To extract all the features of the models summarized above, DWI data are needed for several high b-values (i.e., b ≥ 3000 s/mm2), multiple diffusion gradient directions and/or different diffusion times, which necessitates long scan times and limits the applicability of these models for most clinical studies. Alternatively, DKI is a clinically feasible technique with acquisition times only a few minutes longer than conventional DTI. However, as DKI metrics of non-Gaussianity are model-independent, they must be augmented with a tissue model to help interpret the physical meaning of any changes associated with disease processes.
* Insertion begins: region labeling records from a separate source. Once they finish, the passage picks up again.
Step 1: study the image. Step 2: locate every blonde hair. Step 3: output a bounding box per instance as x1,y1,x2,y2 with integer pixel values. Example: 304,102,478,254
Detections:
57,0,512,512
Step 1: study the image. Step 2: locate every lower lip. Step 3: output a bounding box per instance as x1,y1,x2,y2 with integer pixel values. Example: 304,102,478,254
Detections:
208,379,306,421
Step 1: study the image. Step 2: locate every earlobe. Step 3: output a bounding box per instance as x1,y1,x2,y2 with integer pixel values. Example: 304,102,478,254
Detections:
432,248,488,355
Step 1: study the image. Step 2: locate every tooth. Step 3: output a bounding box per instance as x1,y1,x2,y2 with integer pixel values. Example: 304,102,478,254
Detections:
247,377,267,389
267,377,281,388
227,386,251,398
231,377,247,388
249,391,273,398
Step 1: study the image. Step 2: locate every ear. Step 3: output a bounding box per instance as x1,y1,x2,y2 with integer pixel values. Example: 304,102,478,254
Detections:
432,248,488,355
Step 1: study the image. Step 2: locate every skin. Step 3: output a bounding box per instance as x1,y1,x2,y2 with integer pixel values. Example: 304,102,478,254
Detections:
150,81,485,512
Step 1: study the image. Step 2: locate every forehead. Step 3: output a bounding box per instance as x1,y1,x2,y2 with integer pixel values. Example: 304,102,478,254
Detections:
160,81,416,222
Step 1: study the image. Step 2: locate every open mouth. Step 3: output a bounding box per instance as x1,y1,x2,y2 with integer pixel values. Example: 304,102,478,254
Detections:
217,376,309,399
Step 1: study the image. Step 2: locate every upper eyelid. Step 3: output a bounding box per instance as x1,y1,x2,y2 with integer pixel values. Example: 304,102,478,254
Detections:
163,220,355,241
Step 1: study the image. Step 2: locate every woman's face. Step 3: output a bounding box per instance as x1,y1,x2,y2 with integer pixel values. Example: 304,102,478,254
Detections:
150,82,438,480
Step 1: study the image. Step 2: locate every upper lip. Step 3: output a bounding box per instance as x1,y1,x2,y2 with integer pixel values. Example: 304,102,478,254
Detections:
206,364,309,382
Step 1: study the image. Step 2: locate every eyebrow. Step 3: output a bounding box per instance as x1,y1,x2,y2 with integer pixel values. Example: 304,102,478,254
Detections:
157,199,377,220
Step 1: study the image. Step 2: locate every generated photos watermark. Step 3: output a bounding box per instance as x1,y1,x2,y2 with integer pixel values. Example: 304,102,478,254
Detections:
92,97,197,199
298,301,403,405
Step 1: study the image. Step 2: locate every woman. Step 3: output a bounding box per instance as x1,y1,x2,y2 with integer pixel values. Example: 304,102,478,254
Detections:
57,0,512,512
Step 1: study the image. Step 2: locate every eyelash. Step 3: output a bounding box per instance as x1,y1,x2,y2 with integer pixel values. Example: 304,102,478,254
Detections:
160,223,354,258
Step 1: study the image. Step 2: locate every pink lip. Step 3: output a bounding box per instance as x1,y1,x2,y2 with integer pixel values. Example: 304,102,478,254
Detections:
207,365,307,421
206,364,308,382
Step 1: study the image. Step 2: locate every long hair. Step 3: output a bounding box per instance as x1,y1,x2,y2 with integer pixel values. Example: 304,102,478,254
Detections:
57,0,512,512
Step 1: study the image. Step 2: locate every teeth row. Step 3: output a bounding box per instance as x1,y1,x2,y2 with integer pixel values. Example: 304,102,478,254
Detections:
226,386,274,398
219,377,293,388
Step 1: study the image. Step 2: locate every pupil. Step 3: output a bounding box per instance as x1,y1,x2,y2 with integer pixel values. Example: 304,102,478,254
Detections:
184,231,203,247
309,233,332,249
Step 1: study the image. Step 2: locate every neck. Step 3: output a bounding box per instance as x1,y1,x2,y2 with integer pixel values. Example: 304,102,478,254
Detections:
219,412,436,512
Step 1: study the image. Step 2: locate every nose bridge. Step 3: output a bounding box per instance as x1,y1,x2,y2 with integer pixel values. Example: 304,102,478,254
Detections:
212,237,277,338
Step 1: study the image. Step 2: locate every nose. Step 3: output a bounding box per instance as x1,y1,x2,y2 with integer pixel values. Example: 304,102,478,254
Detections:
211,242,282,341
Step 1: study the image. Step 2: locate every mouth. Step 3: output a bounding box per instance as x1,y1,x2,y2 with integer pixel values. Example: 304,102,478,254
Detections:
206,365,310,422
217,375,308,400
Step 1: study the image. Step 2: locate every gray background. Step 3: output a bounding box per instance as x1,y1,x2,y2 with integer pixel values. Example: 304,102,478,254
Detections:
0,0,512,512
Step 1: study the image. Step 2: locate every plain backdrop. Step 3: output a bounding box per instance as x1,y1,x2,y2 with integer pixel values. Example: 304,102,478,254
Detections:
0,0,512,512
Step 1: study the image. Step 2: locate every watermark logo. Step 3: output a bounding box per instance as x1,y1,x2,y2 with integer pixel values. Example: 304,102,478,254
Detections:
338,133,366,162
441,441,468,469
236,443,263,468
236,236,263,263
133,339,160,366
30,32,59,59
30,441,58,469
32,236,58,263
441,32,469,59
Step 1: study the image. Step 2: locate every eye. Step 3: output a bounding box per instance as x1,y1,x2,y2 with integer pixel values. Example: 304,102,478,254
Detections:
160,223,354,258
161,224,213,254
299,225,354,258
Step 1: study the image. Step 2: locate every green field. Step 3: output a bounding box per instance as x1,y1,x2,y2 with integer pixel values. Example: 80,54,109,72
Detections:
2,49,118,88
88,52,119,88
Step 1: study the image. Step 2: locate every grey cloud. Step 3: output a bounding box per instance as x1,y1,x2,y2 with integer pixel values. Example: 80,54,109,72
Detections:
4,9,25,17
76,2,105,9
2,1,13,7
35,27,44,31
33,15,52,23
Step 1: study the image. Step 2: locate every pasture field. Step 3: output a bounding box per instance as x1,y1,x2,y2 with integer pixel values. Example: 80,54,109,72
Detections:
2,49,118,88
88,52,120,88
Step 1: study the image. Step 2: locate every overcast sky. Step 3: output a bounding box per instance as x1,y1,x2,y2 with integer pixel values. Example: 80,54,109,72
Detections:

In this work, we focus on WM regions consisting of more or less parallel aligned fiber bundles and propose a model of diffusion in the WM that is suitable for DKI analysis and provide a more meaningful physical interpretation of DKI diffusion metrics in WM. We first introduce the WM diffusion model of two non-exchanging compartments: the intra-axonal space, consisting of impermeable cylindrical axons (IAS), and the extra-axonal space (EAS). Next, we demonstrate how the diffusion in each compartment appears to be Gaussian for the b-values typically used in DKI and hence can be described by compartment-specific diffusion tensors. Combining this model with DKI provides analytical expressions for the intra- and extra-axonal diffusion tensors, and allows for quantification of the axonal water fraction (AWF) and of the tortuosity of the EAS. We use then the newly proposed model to characterize human brain WM in vivo and discuss the biological significance of the tissue parameters as derived using DKI. Finally, we compare the AWF obtained from DKI-analysis to the slow diffusion fraction obtained from conventional biexponential fitting to high b-value diffusion data.